Friday, September 11, 2015

Mushrooms in the Middle Ages

Students routinely have anxiety dreams about school--not able to find the right classroom, suddenly recalling a big test coming up.  Professors have these dreams too.

In our case, the nightmares are about realizing that we haven't prepared for class, or we've shown up for class seriously underdressed (though fortunately no one has noticed yet), or we can't find the right classroom, or we've been assigned a class we're totally unqualified to teach.

I once dreamed that I discovered, on the first day of school, that the biology department had assigned me to teach a course on the Fungi.  In the dream, I was trying to figure out if I could somehow turn the course into Mushrooms in the Middle Ages.

There actually isn't that much to say--not a whole semester's worth, anyway, certainly not what the biology students would have been expecting.

Medieval people certainly gathered and ate mushrooms.  These were one of the foods they gathered, rather than growing themselves.  (Click here for more on the medieval diet.)  For them, as for us, the key point was making sure one did not gather poisonous mushrooms.
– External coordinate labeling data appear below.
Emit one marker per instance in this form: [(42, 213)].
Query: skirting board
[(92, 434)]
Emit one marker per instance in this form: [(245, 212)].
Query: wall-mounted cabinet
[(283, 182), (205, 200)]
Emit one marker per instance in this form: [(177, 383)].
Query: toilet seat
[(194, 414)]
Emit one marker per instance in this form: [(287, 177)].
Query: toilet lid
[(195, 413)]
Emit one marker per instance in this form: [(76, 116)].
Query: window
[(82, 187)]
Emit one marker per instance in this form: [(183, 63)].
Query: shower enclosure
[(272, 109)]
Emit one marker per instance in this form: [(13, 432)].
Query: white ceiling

This is and was much easier in Europe than in the US, because Europe has far fewer poisonous species.  As long as one learns, very carefully and thoroughly, which ones to avoid, the rest are fine.  (Though there is a European mushroom that can make you thoroughly drunk after one glass of wine if you eat it with the wine.)  In the US, in contrast, almost everything is poisonous, so one has to carefully and thoroughly learn which species are not.

Truffles, then and now, are a highly prized and highly valuable version of mushrooms (or at least fungi).  They grow underground on the roots of trees, especially beeches and oaks.  Because they are underground, they have to be sniffed out, usually by dogs or pigs.  These animals, of course, want to eat them themselves, which can be a problem.